Technical

robots.txt

A text file placed in a website's root directory that instructs web crawlers which pages or sections of the site they can or cannot access, controlling how search engines and AI bots crawl your content.

Quick Answer

  • What it is: A text file placed in a website's root directory that instructs web crawlers which pages or sections of the site they can or cannot access, controlling how search engines and AI bots crawl your content.
  • Why it matters: Ensures search engines can crawl, index, and trust your site at scale.
  • How to check or improve: Check crawling directives, canonical tags, and response codes.

When you'd use this

Ensures search engines can crawl, index, and trust your site at scale.

Example scenario

Hypothetical scenario (not a real company)

A team might use robots.txt when Check crawling directives, canonical tags, and response codes.

Common mistakes

  • Confusing robots.txt with Canonical URL: The preferred version of a web page specified using the rel=canonical tag, telling search engines which URL to index when duplicate or similar content exists.
  • Confusing robots.txt with Crawl Budget: The number of pages a search engine crawler will visit on your website within a given timeframe, influenced by site size, server capacity, and content freshness.

How to measure or implement

  • Check crawling directives, canonical tags, and response codes

Check your site's indexability with Rankwise

Start here
Updated Jan 11, 2026·3 min read

The robots.txt file is a crucial technical file that determines which crawlers can access your website. With the rise of AI search, it's become even more important.

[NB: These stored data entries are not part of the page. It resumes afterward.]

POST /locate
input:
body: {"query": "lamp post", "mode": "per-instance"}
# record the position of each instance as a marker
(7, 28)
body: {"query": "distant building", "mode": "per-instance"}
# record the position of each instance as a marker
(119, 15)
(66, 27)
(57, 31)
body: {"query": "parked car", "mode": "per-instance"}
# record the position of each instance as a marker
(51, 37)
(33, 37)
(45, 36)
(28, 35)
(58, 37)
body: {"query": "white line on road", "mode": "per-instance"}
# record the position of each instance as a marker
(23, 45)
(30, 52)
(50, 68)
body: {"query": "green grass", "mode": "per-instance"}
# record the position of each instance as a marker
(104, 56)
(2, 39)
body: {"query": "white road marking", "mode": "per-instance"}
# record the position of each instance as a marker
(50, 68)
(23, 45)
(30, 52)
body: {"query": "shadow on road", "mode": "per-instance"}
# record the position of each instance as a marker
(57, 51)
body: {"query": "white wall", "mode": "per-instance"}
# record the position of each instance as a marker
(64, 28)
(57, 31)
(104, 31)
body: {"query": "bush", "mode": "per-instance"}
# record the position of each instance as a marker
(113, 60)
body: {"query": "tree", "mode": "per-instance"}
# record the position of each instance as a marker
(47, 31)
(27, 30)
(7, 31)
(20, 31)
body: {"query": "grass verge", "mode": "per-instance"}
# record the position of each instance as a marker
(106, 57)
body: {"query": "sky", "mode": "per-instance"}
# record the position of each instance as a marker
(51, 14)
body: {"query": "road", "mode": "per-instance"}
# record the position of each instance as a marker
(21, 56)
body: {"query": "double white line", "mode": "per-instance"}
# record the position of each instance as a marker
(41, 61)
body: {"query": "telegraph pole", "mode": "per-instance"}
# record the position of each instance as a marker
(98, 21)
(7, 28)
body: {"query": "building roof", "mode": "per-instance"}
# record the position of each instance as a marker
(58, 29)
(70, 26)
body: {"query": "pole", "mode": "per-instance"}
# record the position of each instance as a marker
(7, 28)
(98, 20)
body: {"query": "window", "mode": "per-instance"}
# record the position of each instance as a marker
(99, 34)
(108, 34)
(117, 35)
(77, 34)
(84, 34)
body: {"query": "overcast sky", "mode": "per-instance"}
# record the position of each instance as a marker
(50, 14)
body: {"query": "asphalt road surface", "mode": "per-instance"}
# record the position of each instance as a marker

Basic robots.txt Structure

User-agent: *
Allow: /

User-agent: GPTBot
Disallow: /private/

Common Directives

  • User-agent: - Specifies which crawler the rule applies to
  • Allow: - Explicitly permits crawling of specified paths
  • Disallow: - Blocks crawling of specified paths
  • Sitemap: - Points to your sitemap location

AI Crawlers to Know

CrawlerCompanyPurpose
GPTBotOpenAIChatGPT training & search
OAI-SearchBotOpenAIChatGPT web search
PerplexityBotPerplexityPerplexity AI search
ClaudeBotAnthropicClaude AI
Google-ExtendedGoogleGemini AI training
Applebot-ExtendedAppleApple Intelligence

The AI Visibility Problem

Over 40% of websites accidentally block AI crawlers. If your robots.txt blocks these bots, your content cannot appear in AI search results—ever.

Checking Your robots.txt

Visit yoursite.com/robots.txt to see your current configuration. Use tools like Rankwise's AI Visibility Checker to test whether AI crawlers can access your content.

Best Practice

Unless you have specific reasons to block AI crawlers, allow them access:

User-agent: GPTBot
Allow: /

User-agent: PerplexityBot
Allow: /

Why this matters

robots.txt influences how search engines and users interpret your pages. When robots.txt is handled consistently, it reduces ambiguity and improves performance over time.

Common mistakes

  • Applying robots.txt inconsistently across templates
  • Ignoring how robots.txt interacts with canonical or index rules
  • Failing to validate robots.txt after releases
  • Over-optimizing robots.txt without checking intent
  • Leaving outdated robots.txt rules in production

How to check or improve robots.txt (quick checklist)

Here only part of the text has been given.